Market Has Two Possible Speed Bumps Ahead This Week – Manage Profits
Posted 9:30 AM ET - Yesterday the "trade winds" were friendly and the market staged an impressive rally off of horizontal support at SPY $294. The move was fueled by the financial sector and the first-round of earnings reports from major banks was strong. As long as support at SPY $298 holds, favor the long side.
Trade negotiations with China are unstable and we should not expect a trade deal before the 2020 election. The best we can hope for is a truce. China will agree to double its agricultural purchases if future tariffs are delayed. The next tranche of increases was supposed to happen yesterday and we are still waiting to hear if that will happen. China can purchase agricultural products elsewhere, but it comes at a cost to its citizens. Rising pork prices contributed to a 3% spike in consumer prices. Agricultural products are the largest import from the US and China feels that it can exert some pressure there. This also hurts Trump's constituency in the heartland.

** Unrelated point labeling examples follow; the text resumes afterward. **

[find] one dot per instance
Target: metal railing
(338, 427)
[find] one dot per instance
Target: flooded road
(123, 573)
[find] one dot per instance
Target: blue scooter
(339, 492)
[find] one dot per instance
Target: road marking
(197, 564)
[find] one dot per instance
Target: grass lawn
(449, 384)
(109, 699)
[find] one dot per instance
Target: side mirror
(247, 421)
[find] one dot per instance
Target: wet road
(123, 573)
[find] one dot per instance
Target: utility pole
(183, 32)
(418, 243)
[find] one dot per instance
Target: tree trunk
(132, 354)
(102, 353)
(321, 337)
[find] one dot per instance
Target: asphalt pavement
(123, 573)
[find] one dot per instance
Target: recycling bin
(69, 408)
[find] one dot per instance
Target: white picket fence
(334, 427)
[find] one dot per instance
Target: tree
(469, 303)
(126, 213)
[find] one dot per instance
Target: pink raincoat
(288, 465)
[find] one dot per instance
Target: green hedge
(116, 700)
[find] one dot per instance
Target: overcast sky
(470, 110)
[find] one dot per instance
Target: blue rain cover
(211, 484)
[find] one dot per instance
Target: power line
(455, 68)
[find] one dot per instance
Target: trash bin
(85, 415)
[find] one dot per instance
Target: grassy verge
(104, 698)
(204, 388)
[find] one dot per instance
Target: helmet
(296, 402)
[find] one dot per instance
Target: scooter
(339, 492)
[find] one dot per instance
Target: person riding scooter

The House passed a bill supportive of pro-democracy protesters in Hong Kong and Beijing is outraged. Prior to the face-to-face trade negotiations last week the US imposed travel restrictions on Chinese citizens for human rights violations and it blacklisted companies for the same reason. China retaliated by placing travel restrictions on US citizens who had expressed anti-China opinions. The tone is sour, but each new spat has a smaller impact on the market. Both economies are stable and US consumers have not felt the pinch from higher tariffs because the yuan has devalued. The US government is the winner in all of this because they have generated billions in tax revenue.
Friday China will release GDP, industrial production and retail sales. I'm expecting a weak number because the PBOC injected $28 billion in the financial system with loans to banks. This was a surprise move and I suspect it is because the numbers Friday will be soft. This is the biggest economic release of the week.

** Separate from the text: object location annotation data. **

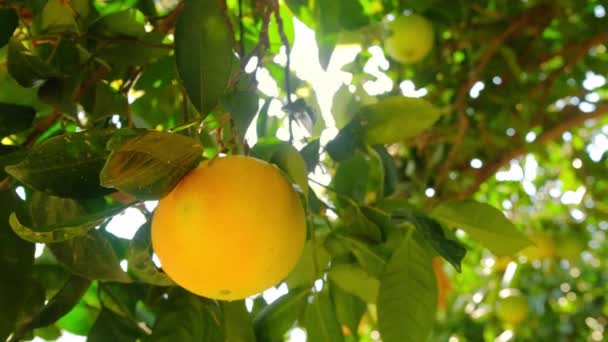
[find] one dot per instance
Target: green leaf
(64, 230)
(8, 24)
(60, 304)
(408, 294)
(321, 321)
(262, 122)
(242, 105)
(372, 261)
(433, 233)
(67, 165)
(351, 178)
(349, 309)
(15, 118)
(310, 153)
(186, 317)
(16, 258)
(139, 257)
(354, 280)
(90, 256)
(25, 67)
(306, 272)
(203, 52)
(394, 119)
(102, 101)
(276, 319)
(130, 23)
(149, 165)
(57, 17)
(111, 327)
(484, 223)
(238, 326)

This morning US retail sales dropped .1% (+.2% expected). Domestic economic numbers have been slipping (ISM manufacturing, ISM services, ADP and the Unemployment Report). On a short-term basis "good news is bad news". The Fed is likely to ease in two weeks (or indicate that they are prepared to ease this year) and that will keep a bid to the market.
Brexit negotiations took a step backwards and EU officials said that a Brexit deal would be impossible unless the UK moves on Irish border demands. The negotiations have been brisk as the deadline approaches in two weeks.
Earnings season got off to a strong start (JPM, C, GS) and banks will dominate the early scene. Good news is priced in and pre-earnings announcement warnings have been minimal. At a forward P/E of 17 stocks would do well to tread water at the upper end of their valuation range. Buyers are typically engaged through mega cap tech stock earnings and Apple is one of the last to report (October 30).
The FOMC statement, Brexit and the climax of Q3 earnings are all converging on October 30th along with major economic releases. This will be a critical time frame for the market.
Swing traders should be short out of the money bullish put spreads. I would not add to positions now. We entered these trades at much lower levels last week. If you followed my instructions your short strike is below major technical support. Use that as your stop and let time decay work its magic. If you can purchase the spreads for pennies, do so. I am expecting a new round of tariffs and the face-to-face negotiations will prove to have been a waste of time. Fortunately, I don't think the market cares much about a trade deal with China at this juncture. There might be a drop on the news, but support at the major moving averages will hold. If this plays out our October bullish put spreads will expire and we will look for new put spreads to sell in November.
Day traders should tread cautiously on the open. The overnight news was fairly negative and I believe we could have some negative tweets today. I would not be surprised if the next round of tariffs is imposed ($250 billion worth of Chinese goods will be taxed at 30% rate instead of 25%). Support is at SPY $298 and $296. Resistance is at $302. I am still favoring the long side, but I am more cautious as we get closer to the all-time high. US/China relations are very strained and any news on this front could spark selling. Wait for market support and day trade stocks with relative strength. Take profits quickly knowing that news could hit the wires at any time. If the market makes a new low after two hours of trading, favor the short side. Earnings season is cranking up and I will be trading stocks that have posted overnight and that are gapping higher.
We caught a nice bounce in the last week and it is time to manage profits. The headwinds will be blowing from this point forward.